Per giorni i media di tutto il mondo si sono dannati per stabilire il fixing dei numeri che avrebbe dato Barack Obama nel suo discorso sull’Afghanistan. Quanti soldati rientreranno dal teatro di guerra, e in quanto tempo, in un complesso calcolo di aritmetica del “surge”. Ma, come spesso avviene in campagna elettorale (perché tra un anno e spicci si vota negli Stati Uniti) a volte il “frame”, la cornice, è perfino più importante del quadro disegnato dal presidente. Che prevede il rientro di 33mila uomini, 10mila entro la fine dell’anno, e il resto entro settembre 2012, giusto in tempo per le elezioni presidenziali.
Reso nell’ornata retorica del comandante in capo, che ha costruito il suo discorso come un vero e proprio “ritorno a casa”; un nostos che parte da dalle Torri Gemelle e da Pearl Harbour, si stende fino all’Afghanistan e al Pakistan del compound di Abbottabad per poi rientrare in America, a Chicago (dove si terrà un vertice Nato il prossimo maggio) e a Fort Campbell, dove il presidente si è complimentato con i Seals della missione bin Laden.

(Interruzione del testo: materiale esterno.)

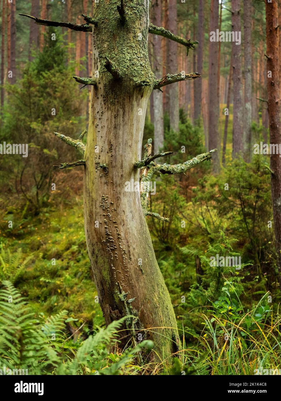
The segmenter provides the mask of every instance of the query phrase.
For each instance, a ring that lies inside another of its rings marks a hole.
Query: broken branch
[[[107,57],[105,57],[105,63],[104,66],[108,72],[110,73],[115,79],[119,79],[121,77],[119,70],[113,62],[111,61]]]
[[[73,77],[77,82],[79,83],[82,83],[83,85],[95,85],[95,86],[97,85],[97,80],[93,79],[91,78],[88,78],[88,77],[77,77],[76,75],[74,75]]]
[[[167,164],[166,163],[164,164],[156,164],[152,168],[154,170],[154,172],[158,171],[162,174],[180,174],[184,173],[202,162],[205,160],[210,160],[212,158],[212,154],[217,150],[212,149],[210,152],[198,155],[191,160],[188,160],[184,163],[179,164]]]
[[[124,6],[124,0],[120,0],[120,6],[117,6],[117,10],[120,15],[120,20],[121,23],[124,24],[125,22],[125,8]]]
[[[59,21],[49,21],[49,20],[43,20],[41,18],[33,17],[27,14],[19,14],[24,17],[27,17],[34,20],[35,24],[38,25],[46,25],[47,26],[63,26],[69,29],[73,29],[74,30],[80,31],[82,32],[91,32],[93,27],[89,24],[83,24],[80,25],[79,24],[73,24],[72,22],[63,22]]]
[[[54,166],[54,167],[59,167],[59,168],[67,168],[68,167],[74,167],[76,166],[85,166],[86,160],[77,160],[77,162],[73,162],[72,163],[62,163],[58,166]]]
[[[199,73],[191,73],[190,74],[174,74],[171,75],[167,74],[164,75],[160,79],[157,79],[155,83],[154,89],[159,89],[162,86],[169,85],[170,83],[174,83],[175,82],[179,82],[181,81],[188,81],[189,79],[195,79],[196,78],[200,78],[201,75]]]
[[[97,25],[97,21],[93,17],[91,17],[89,15],[87,15],[86,14],[82,14],[82,16],[84,18],[85,21],[89,22],[89,24],[91,24],[92,25],[95,25],[95,26]]]
[[[195,47],[196,45],[198,45],[198,42],[197,41],[191,41],[190,39],[184,39],[180,36],[177,35],[174,35],[170,30],[165,29],[162,26],[156,26],[153,24],[150,24],[148,28],[148,32],[150,33],[153,33],[155,35],[160,35],[163,36],[167,39],[170,39],[174,42],[177,42],[180,45],[183,45],[186,48],[187,54],[188,54],[188,50],[189,49],[193,49]]]
[[[72,138],[71,138],[69,136],[66,136],[62,134],[59,134],[59,132],[54,132],[54,134],[56,136],[57,136],[63,142],[65,142],[66,144],[67,144],[71,146],[74,146],[81,153],[84,155],[86,146],[79,139],[73,139]]]
[[[162,220],[162,221],[169,222],[170,221],[170,219],[168,217],[163,217],[162,216],[160,216],[158,213],[154,213],[153,212],[149,212],[146,211],[145,214],[146,216],[151,216],[153,217],[156,217],[156,219],[158,219],[160,220]]]

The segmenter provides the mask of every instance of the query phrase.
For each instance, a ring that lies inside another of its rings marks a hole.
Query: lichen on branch
[[[184,163],[178,164],[168,164],[164,163],[164,164],[157,164],[154,162],[154,159],[152,159],[154,156],[151,156],[152,147],[151,139],[148,139],[147,142],[144,146],[144,155],[140,162],[135,163],[134,166],[138,168],[139,166],[141,168],[140,176],[140,197],[142,207],[144,211],[145,216],[151,216],[156,217],[159,220],[164,221],[169,221],[169,219],[167,217],[164,217],[158,213],[147,210],[148,205],[148,196],[150,190],[150,183],[153,174],[154,174],[160,175],[162,174],[180,174],[184,173],[187,170],[192,168],[194,166],[200,164],[202,162],[206,160],[210,160],[212,154],[216,152],[217,149],[213,149],[206,153],[202,153],[194,157],[191,160],[188,160]],[[172,152],[166,152],[162,154],[163,156],[167,156],[167,154],[171,153]],[[158,155],[154,155],[158,156]],[[147,162],[150,160],[149,163]]]
[[[63,142],[65,142],[66,144],[67,144],[71,146],[74,146],[74,148],[76,148],[80,153],[82,153],[84,155],[86,146],[82,141],[79,139],[73,139],[72,138],[71,138],[69,136],[66,136],[62,134],[59,134],[59,132],[54,132],[54,134],[56,136],[57,136],[58,138],[61,139]]]
[[[59,168],[67,168],[68,167],[75,167],[77,166],[85,166],[86,160],[77,160],[76,162],[72,163],[62,163],[58,166],[54,166],[54,167],[59,167]]]
[[[160,35],[163,36],[167,39],[170,39],[171,41],[177,42],[180,45],[182,45],[186,48],[187,55],[188,54],[189,49],[194,49],[196,45],[198,45],[198,42],[197,41],[191,41],[190,39],[184,39],[180,36],[178,36],[177,35],[174,35],[170,30],[165,29],[162,26],[156,26],[153,24],[150,24],[149,25],[148,32],[150,33],[153,33],[155,35]]]
[[[32,20],[34,20],[35,24],[38,25],[45,25],[46,26],[62,26],[64,28],[68,28],[69,29],[73,29],[73,30],[77,30],[82,32],[91,32],[93,30],[93,26],[89,24],[73,24],[72,22],[64,22],[59,21],[49,21],[49,20],[44,20],[42,18],[38,18],[37,17],[34,17],[32,15],[28,15],[28,14],[19,14],[19,15],[22,15],[24,17],[27,17],[28,18],[31,18]]]
[[[190,74],[167,74],[160,79],[157,79],[154,82],[154,89],[159,89],[162,86],[169,85],[170,83],[180,82],[181,81],[188,81],[189,79],[195,79],[196,78],[200,78],[201,75],[199,73],[191,73]],[[160,89],[161,90],[161,89]]]

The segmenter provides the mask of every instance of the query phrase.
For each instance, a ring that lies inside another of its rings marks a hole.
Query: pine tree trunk
[[[218,27],[218,0],[211,0],[210,31]],[[220,147],[218,135],[219,99],[218,96],[218,47],[217,42],[210,42],[209,47],[208,144],[210,149]],[[219,152],[213,158],[214,171],[219,171]]]
[[[280,61],[279,60],[278,10],[276,1],[265,1],[267,69],[271,72],[267,78],[267,102],[270,143],[281,143],[281,107],[280,107]],[[281,271],[281,158],[279,154],[270,155],[271,174],[271,197],[273,212],[274,233],[279,267]],[[279,282],[281,287],[281,279]]]
[[[31,2],[31,15],[39,15],[40,9],[39,0],[32,0]],[[36,49],[39,44],[39,25],[34,24],[33,21],[30,22],[29,31],[29,53],[28,60],[31,61],[31,50],[33,47]]]
[[[5,2],[2,0],[2,41],[1,48],[1,112],[4,105],[4,77],[5,76]]]
[[[45,20],[47,18],[47,2],[48,0],[42,0],[41,8],[41,18]],[[40,50],[42,51],[44,45],[44,34],[46,32],[46,26],[42,25],[40,28]]]
[[[168,29],[176,35],[178,31],[176,0],[169,1],[168,24]],[[178,44],[172,41],[169,41],[168,43],[168,69],[170,74],[177,74],[179,72],[178,66]],[[180,119],[178,83],[170,85],[168,93],[170,127],[174,131],[178,131]]]
[[[125,10],[123,25],[115,2],[99,0],[94,6],[93,70],[104,70],[106,55],[121,77],[100,74],[92,89],[85,154],[85,233],[107,324],[124,314],[137,316],[133,323],[128,318],[129,332],[137,340],[137,330],[152,339],[165,358],[178,345],[174,313],[139,193],[126,190],[131,180],[139,182],[133,165],[141,159],[154,80],[147,49],[148,4],[135,0]],[[144,80],[148,86],[139,85]]]
[[[228,85],[227,90],[227,99],[226,100],[226,108],[228,113],[225,116],[224,121],[224,129],[223,133],[223,142],[222,144],[222,162],[223,166],[225,163],[225,152],[226,149],[226,140],[227,140],[227,130],[228,126],[228,120],[229,119],[229,107],[230,106],[230,97],[231,93],[231,81],[232,80],[232,51],[230,57],[230,63],[229,65],[229,76],[228,77]]]
[[[162,4],[161,0],[156,0],[154,7],[154,18],[153,23],[158,26],[161,25],[162,9]],[[163,75],[162,67],[161,36],[158,35],[154,35],[153,40],[154,45],[154,72],[156,77],[160,78]],[[163,148],[164,144],[163,100],[162,94],[160,91],[155,91],[153,93],[155,153],[159,153],[160,149]],[[161,160],[159,162],[161,162]]]
[[[248,0],[244,1],[244,101],[245,113],[245,138],[244,153],[245,160],[251,160],[251,127],[252,125],[252,55],[251,38],[252,27],[252,5]]]
[[[232,30],[241,31],[240,0],[232,0]],[[241,72],[241,45],[232,43],[233,77],[233,127],[232,156],[243,150],[243,101]]]
[[[196,69],[200,74],[203,73],[203,55],[204,46],[204,0],[199,0],[198,11],[198,40],[197,47],[197,67]],[[199,80],[194,87],[194,118],[196,121],[201,115],[202,98],[202,81]]]

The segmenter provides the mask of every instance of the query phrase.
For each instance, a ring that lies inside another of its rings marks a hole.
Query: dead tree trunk
[[[204,0],[199,0],[198,12],[198,34],[199,45],[197,49],[196,71],[202,73],[203,71],[203,54],[204,46]],[[202,99],[202,81],[199,79],[194,88],[194,119],[195,121],[201,115]]]
[[[148,3],[143,0],[116,3],[99,0],[87,23],[44,21],[37,23],[93,32],[92,78],[75,77],[92,87],[87,145],[63,134],[83,159],[61,168],[84,164],[85,234],[99,303],[105,322],[127,316],[126,329],[154,341],[156,353],[168,358],[180,346],[174,310],[157,264],[145,216],[167,221],[147,210],[149,183],[154,174],[183,173],[208,160],[213,152],[182,164],[157,164],[151,140],[141,147],[147,105],[154,89],[200,75],[168,74],[159,79],[152,73],[147,48],[149,32],[193,48],[194,42],[149,25]],[[168,152],[170,153],[170,152]],[[139,184],[140,170],[141,178]],[[140,186],[140,190],[138,188]],[[134,317],[131,317],[133,315]],[[126,339],[127,342],[128,338]],[[156,356],[158,358],[158,357]]]
[[[39,14],[40,4],[39,0],[32,0],[31,2],[31,15],[38,15]],[[28,59],[30,61],[32,57],[31,51],[33,47],[37,49],[39,45],[39,26],[36,24],[30,22],[30,30],[29,31],[29,54]]]
[[[280,113],[280,60],[279,59],[278,9],[276,1],[265,1],[267,75],[267,104],[270,143],[281,143]],[[281,271],[281,158],[279,154],[271,154],[271,197],[273,212],[274,233]],[[281,287],[281,280],[279,279]]]

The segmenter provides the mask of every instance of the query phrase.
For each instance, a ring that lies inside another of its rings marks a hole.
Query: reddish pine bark
[[[204,0],[199,0],[198,11],[198,40],[197,48],[197,66],[196,71],[200,74],[203,72],[203,54],[204,45]],[[201,115],[202,98],[202,80],[198,79],[194,87],[194,119],[196,120]]]
[[[232,0],[232,30],[241,32],[240,0]],[[241,45],[232,42],[233,61],[233,128],[232,153],[235,157],[243,150],[243,99],[241,71]]]
[[[211,0],[210,30],[216,32],[218,28],[218,0]],[[210,42],[209,47],[208,82],[208,147],[218,149],[220,140],[218,135],[219,99],[218,96],[218,46],[217,42]],[[214,171],[220,170],[218,152],[213,157]]]
[[[5,75],[5,1],[2,0],[2,42],[1,48],[1,110],[4,105],[4,77]]]
[[[31,3],[31,15],[39,15],[40,9],[39,0],[32,0]],[[32,20],[30,21],[30,30],[29,31],[29,54],[28,59],[30,61],[31,57],[31,50],[34,47],[36,49],[39,44],[39,25],[34,24]]]
[[[280,61],[279,60],[278,10],[277,2],[265,1],[267,59],[268,71],[267,102],[270,143],[281,143],[280,113]],[[273,213],[274,233],[279,256],[279,268],[281,270],[281,158],[279,154],[270,156],[271,174],[271,197]],[[281,280],[279,279],[281,287]]]

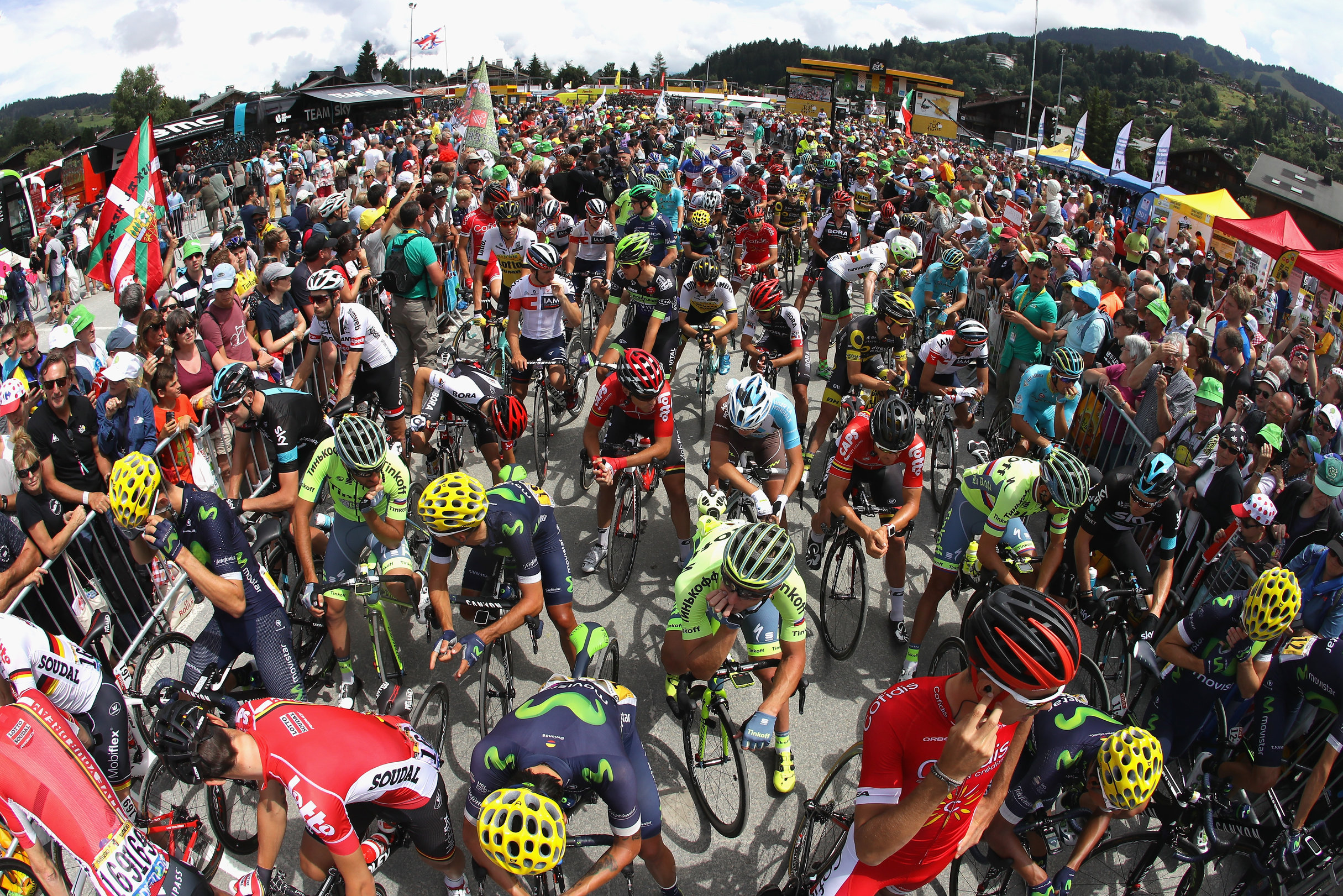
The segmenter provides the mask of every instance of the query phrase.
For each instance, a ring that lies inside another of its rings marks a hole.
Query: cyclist
[[[815,896],[912,893],[979,842],[1007,797],[1030,717],[1077,672],[1077,626],[1033,588],[991,592],[966,634],[968,669],[897,684],[873,701],[853,825]]]
[[[1162,780],[1162,744],[1147,731],[1124,727],[1086,705],[1081,697],[1060,695],[1034,717],[1026,747],[1011,776],[1011,790],[988,823],[984,841],[1026,881],[1030,896],[1062,896],[1086,856],[1105,837],[1111,819],[1127,819],[1147,809]],[[1053,880],[1026,852],[1013,827],[1062,798],[1065,811],[1092,813],[1073,844],[1068,862]]]
[[[1105,474],[1086,510],[1069,524],[1072,549],[1064,566],[1077,576],[1077,615],[1084,623],[1095,625],[1104,615],[1104,606],[1092,595],[1091,576],[1085,572],[1092,551],[1099,549],[1116,570],[1132,572],[1146,595],[1147,615],[1138,625],[1139,639],[1150,641],[1156,631],[1175,579],[1175,539],[1179,535],[1179,496],[1171,493],[1175,480],[1175,461],[1168,454],[1147,454],[1136,469],[1121,466]],[[1155,572],[1133,539],[1133,529],[1144,523],[1160,529],[1152,555],[1158,560]]]
[[[774,470],[761,485],[736,467],[735,461],[747,451],[756,465]],[[783,512],[802,481],[802,439],[792,402],[770,388],[760,373],[740,383],[728,380],[728,394],[714,406],[708,474],[710,489],[727,480],[749,496],[756,519],[787,525]]]
[[[1228,704],[1234,724],[1258,693],[1273,646],[1301,611],[1301,588],[1291,570],[1265,570],[1249,591],[1209,598],[1175,623],[1156,645],[1168,666],[1152,696],[1147,728],[1167,756],[1183,756],[1198,739],[1213,704]]]
[[[896,466],[902,467],[902,474]],[[869,556],[884,557],[890,595],[890,637],[909,641],[905,629],[905,540],[919,517],[923,496],[924,441],[915,433],[915,414],[898,395],[886,395],[866,414],[858,414],[835,439],[822,505],[811,516],[807,568],[821,568],[825,528],[839,519],[862,539]],[[897,481],[897,476],[900,477]],[[864,485],[872,489],[881,525],[869,527],[850,504]]]
[[[402,403],[402,372],[396,364],[396,345],[383,332],[377,316],[359,302],[340,301],[344,279],[337,271],[322,269],[308,278],[308,294],[313,300],[313,325],[308,330],[308,349],[294,371],[295,390],[313,372],[313,361],[324,339],[336,343],[341,371],[332,403],[348,395],[356,399],[377,396],[387,434],[393,442],[406,441],[406,406]]]
[[[962,371],[974,371],[976,386],[962,386]],[[937,333],[919,347],[911,377],[923,395],[951,404],[956,412],[956,426],[968,430],[975,424],[971,410],[988,394],[988,330],[974,317],[956,324],[956,329]]]
[[[475,744],[462,837],[509,896],[533,892],[517,876],[559,862],[564,813],[588,793],[606,803],[615,842],[565,892],[594,893],[638,856],[662,896],[681,895],[637,715],[638,701],[623,685],[552,676]]]
[[[732,355],[728,349],[728,336],[737,329],[737,300],[732,283],[719,275],[719,262],[712,258],[701,258],[690,267],[677,296],[677,318],[681,326],[681,345],[686,340],[702,340],[701,349],[708,349],[709,340],[717,347],[719,376],[727,376],[732,369]],[[708,336],[701,336],[696,329],[704,324],[713,324],[716,330]],[[681,352],[677,352],[672,365],[676,375],[676,364],[681,361]]]
[[[606,434],[602,426],[610,418]],[[651,439],[647,447],[631,447],[634,437]],[[657,463],[662,467],[662,488],[672,510],[672,525],[681,541],[680,562],[690,557],[690,508],[685,502],[685,451],[676,431],[672,411],[672,383],[662,364],[649,352],[631,348],[620,356],[592,399],[587,426],[583,427],[584,458],[596,470],[598,540],[583,557],[584,575],[596,571],[606,557],[611,537],[611,512],[615,508],[615,474],[626,467]]]
[[[849,392],[862,388],[881,394],[904,386],[905,334],[913,320],[913,304],[908,297],[882,292],[877,297],[877,313],[853,318],[835,340],[837,349],[843,347],[843,364],[835,367],[821,396],[821,411],[817,412],[817,424],[803,457],[808,470],[821,439],[830,431],[830,423]],[[890,349],[894,369],[878,365],[876,355],[882,349]]]
[[[631,348],[650,352],[662,364],[662,369],[672,369],[672,353],[681,341],[680,329],[667,324],[667,318],[676,320],[677,314],[676,274],[653,266],[649,262],[651,254],[653,243],[647,234],[629,234],[615,246],[619,270],[610,285],[592,281],[592,297],[606,301],[588,356],[590,363],[602,359],[599,376],[606,376],[620,355]],[[623,305],[633,306],[634,314],[624,330],[602,353],[606,337],[615,325],[615,316]]]
[[[811,352],[807,349],[807,330],[802,312],[783,304],[783,289],[776,279],[767,279],[751,287],[747,298],[747,321],[741,329],[741,352],[751,361],[751,369],[760,373],[766,367],[788,368],[792,384],[792,410],[798,433],[807,429],[807,384],[811,383]]]
[[[167,505],[156,505],[158,489]],[[285,598],[257,563],[238,514],[224,500],[189,482],[163,480],[153,458],[138,451],[113,463],[107,500],[136,563],[148,564],[157,551],[214,604],[214,615],[187,654],[187,685],[193,686],[211,662],[227,669],[238,654],[250,653],[266,693],[302,700],[304,678]],[[298,529],[306,533],[308,527]]]
[[[219,896],[191,865],[173,858],[130,821],[107,776],[79,743],[70,717],[36,688],[0,707],[0,822],[23,848],[32,876],[51,896],[66,877],[43,842],[59,844],[101,896]],[[12,877],[5,889],[20,891]],[[82,891],[87,892],[87,891]]]
[[[548,368],[551,387],[564,392],[564,406],[577,406],[577,383],[569,382],[565,369],[565,339],[569,328],[582,321],[573,304],[573,283],[559,277],[560,254],[549,243],[533,243],[525,263],[530,274],[513,283],[508,300],[508,344],[513,360],[513,392],[526,398],[532,382],[528,361],[553,361]]]
[[[998,543],[1029,545],[1023,553],[1035,552],[1022,520],[1031,513],[1049,512],[1049,547],[1035,572],[1025,584],[1049,582],[1064,559],[1068,516],[1086,502],[1091,473],[1086,465],[1068,451],[1050,451],[1044,461],[1002,457],[960,473],[960,488],[952,493],[937,529],[932,574],[919,599],[915,627],[905,652],[901,681],[911,678],[919,666],[919,647],[937,618],[937,603],[951,588],[966,559],[966,549],[979,536],[979,563],[992,571],[998,582],[1017,584],[1017,578],[1002,557]]]
[[[1054,349],[1049,364],[1026,368],[1011,403],[1011,427],[1021,435],[1017,454],[1025,455],[1033,447],[1046,450],[1052,439],[1066,435],[1082,398],[1077,386],[1081,377],[1082,356],[1066,345]]]
[[[709,681],[739,630],[752,661],[779,660],[756,673],[764,700],[741,725],[741,747],[766,750],[772,742],[774,787],[783,794],[796,783],[788,699],[807,665],[807,588],[795,555],[788,532],[771,523],[728,520],[708,529],[676,579],[676,609],[662,642],[669,693],[684,673]]]
[[[251,780],[257,868],[235,892],[265,893],[285,838],[289,802],[304,818],[298,866],[324,880],[333,865],[346,893],[372,896],[361,840],[398,830],[443,875],[449,896],[467,896],[466,860],[453,838],[443,758],[403,719],[294,700],[248,700],[232,725],[197,700],[167,703],[154,719],[154,752],[187,785]],[[278,881],[277,881],[278,883]]]
[[[293,510],[299,520],[312,519],[317,496],[324,484],[328,486],[336,513],[332,516],[332,532],[322,566],[326,582],[353,576],[364,548],[372,552],[383,575],[411,575],[415,562],[404,540],[410,482],[406,465],[387,450],[387,439],[376,423],[353,414],[336,423],[336,434],[317,446],[317,453],[304,473]],[[294,548],[306,582],[304,606],[314,617],[326,621],[332,654],[341,673],[336,697],[341,707],[349,709],[361,686],[355,676],[355,654],[351,652],[349,622],[345,619],[349,591],[338,588],[326,594],[313,592],[317,567],[313,564],[313,543],[305,527],[298,527],[294,532]],[[400,583],[385,587],[402,600],[415,600],[419,596],[419,590],[414,596],[407,596]]]

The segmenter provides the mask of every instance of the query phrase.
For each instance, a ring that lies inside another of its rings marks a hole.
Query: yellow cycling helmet
[[[490,500],[474,476],[449,473],[424,486],[418,509],[430,532],[445,535],[479,525]]]
[[[564,813],[526,787],[501,787],[481,803],[481,848],[514,875],[544,875],[564,858]]]
[[[111,519],[124,529],[138,529],[145,524],[158,493],[158,465],[148,454],[132,451],[111,465],[107,477],[107,501]]]
[[[1142,728],[1124,728],[1100,742],[1100,789],[1111,809],[1138,809],[1162,780],[1162,744]]]
[[[1264,570],[1241,607],[1241,627],[1256,641],[1272,641],[1287,631],[1301,611],[1301,586],[1283,567]]]

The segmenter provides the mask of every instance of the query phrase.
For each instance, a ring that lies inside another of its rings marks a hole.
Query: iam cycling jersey
[[[337,856],[360,848],[352,803],[419,809],[439,786],[441,756],[396,716],[250,700],[234,724],[257,740],[263,783],[283,785],[308,833]]]
[[[1086,701],[1065,693],[1035,716],[1021,759],[1011,776],[1011,790],[998,814],[1015,825],[1038,806],[1049,806],[1064,787],[1086,783],[1092,760],[1105,737],[1124,728]]]
[[[377,316],[359,302],[340,302],[334,326],[329,318],[324,321],[314,317],[313,326],[308,330],[308,344],[321,345],[322,339],[336,343],[341,364],[351,352],[363,352],[359,363],[367,368],[383,367],[396,355],[396,344],[383,332]]]
[[[411,476],[406,470],[406,465],[402,458],[387,451],[377,472],[383,477],[383,493],[376,508],[377,516],[392,521],[404,520],[406,496],[410,493],[411,485]],[[349,470],[345,469],[340,455],[336,454],[336,437],[325,439],[317,446],[317,453],[308,465],[304,481],[298,486],[298,497],[316,504],[322,482],[330,488],[336,513],[353,523],[364,521],[359,505],[372,489],[356,482]],[[236,520],[236,517],[234,519]]]
[[[941,756],[951,732],[947,681],[912,678],[889,688],[868,709],[862,733],[862,771],[857,806],[894,806],[912,794]],[[994,754],[979,771],[948,793],[919,833],[880,865],[858,861],[850,834],[835,864],[822,876],[815,896],[874,896],[885,887],[912,892],[937,877],[956,856],[975,807],[1007,756],[1017,725],[999,725]]]

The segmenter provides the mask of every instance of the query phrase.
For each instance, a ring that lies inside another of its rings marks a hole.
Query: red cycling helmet
[[[490,424],[501,439],[512,442],[522,438],[522,433],[526,431],[526,404],[517,395],[494,399],[494,406],[490,407]]]
[[[778,279],[763,279],[751,287],[751,297],[748,300],[751,308],[757,312],[768,312],[771,309],[779,308],[779,302],[783,301],[783,290],[779,287]]]
[[[626,392],[638,399],[653,398],[667,382],[662,363],[642,348],[624,349],[615,365],[615,377]]]

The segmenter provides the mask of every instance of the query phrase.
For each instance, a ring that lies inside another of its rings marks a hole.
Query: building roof
[[[1245,185],[1343,224],[1343,187],[1305,168],[1260,153]]]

Un andamento circolare, racchiuso nella frase chiave dell’intervento di Obama, quasi un’esortazione: «America, è tempo di concentrarsi sul nation building qui, a casa». Un’anabasi, più che un’odissea. Tanto che la tiepida accoglienza dello speech da parte dei media americani si può leggere come uno scontro tra narrative in conflitto. Da una parte, quella della Casa Bianca che rivendica il successo dell’omicidio di bin Laden e la sostanziale conclusione della vicenda iniziata l’11 settembre di dieci anni fa («Stiamo mantenendo quell’impegno» ha scandito Obama, nella frase più delicata dell’intero discorso).
Dall’altra, l’opinione pubblica americana che nelle parole del presidente sente, invece, puzza di “missione compiuta” (come nello sciagurato striscione bushiano sulla Lincoln) e, facendosi qualche calcolo, teme che questa nuova svolta dell’amministrazione contraddica la strategia sin qui tenuta dai generali, consegnando il dossier afghano all’archivio dei fallimenti a stelle e strisce, scaffale Iraq e Vietnam.
Dal momento, però, che il discorso del presidente era in prime time, scodellato direttamente nelle case degli americani, l’immagine sussurrava anche più della voce di Obama. Innanzitutto, nella scelta del luogo. Non lo Studio ovale che, nella storia della Casa Bianca, è il Sancta Sanctorum delle dichiarazioni solenni, in particolare sulla guerra (per tutti, John Fitzgerald Kennedy sulla crisi cubana). E neanche una accademia militare, dove di solito tra soldati e stellette si spiegano le strategie e i piani più ambiziosi.
Niente da fare, per gli spin doctor del presidente il messaggio di ritorno-a-casa non doveva essere spazzato da venti di guerra, tutto doveva suggerire una nuova fase.
Sulla scia visiva dell’altro annuncio, quello della missione che ha portato alla morte di Osama. Stessa location, la East Room, con la sua guida rossa, la fuga di colonne bianche, le sedie d’oro e damasco, il lampadario di cristallo, il podio leggero, le bandiere. Un set più spazioso dello Studio ovale, ma che nei piani degli Obama boys è stato trattato secondo le rigide regole che valgono per l’ufficio del presidente: un solo giornalista della carta stampata in pool e un solo fotografo.
Ed è stata, anzi, una concessione, perché finora gli scatti del discorso venivano fatti soltanto dopo, in una specie di finzione cui Obama si sottoponeva per consentire anche ai fotoreporter di avere le immagini dell’intervento. Proprio la scorsa volta, quella di bin Laden, la stampa si era lamentata per non avere avuto accesso durante lo speech, ma solo al termine.
Il racconto visuale del discorso sull’Afghanistan era, dunque, in piena continuità narrativa con quello di Osama, era il suo step successivo, serviva a rievocare anche iconicamente, in maniera subliminale, il più grande successo dell’amministrazione: vedevi il presidente e pensavi al blitz dei Navy Seals. Lui da solo, senza generali e collaboratori.
Stretto da una interminabile zoomata di venti secondi, e poi quasi un quarto d’ora di mezzobusto, gestualità ridotta ai cenni delle mani, gli occhi sul teleprompter.
Gli altri staranno lì a fare i conti. Ma l’augusta immagine del comandante-in-capo suggeriva solo una cosa: sono quello di Osama, adesso vi riporto a casa. E magari fra un annetto ritornerò pure io a casa. Bianca, magari. Missione compiuta?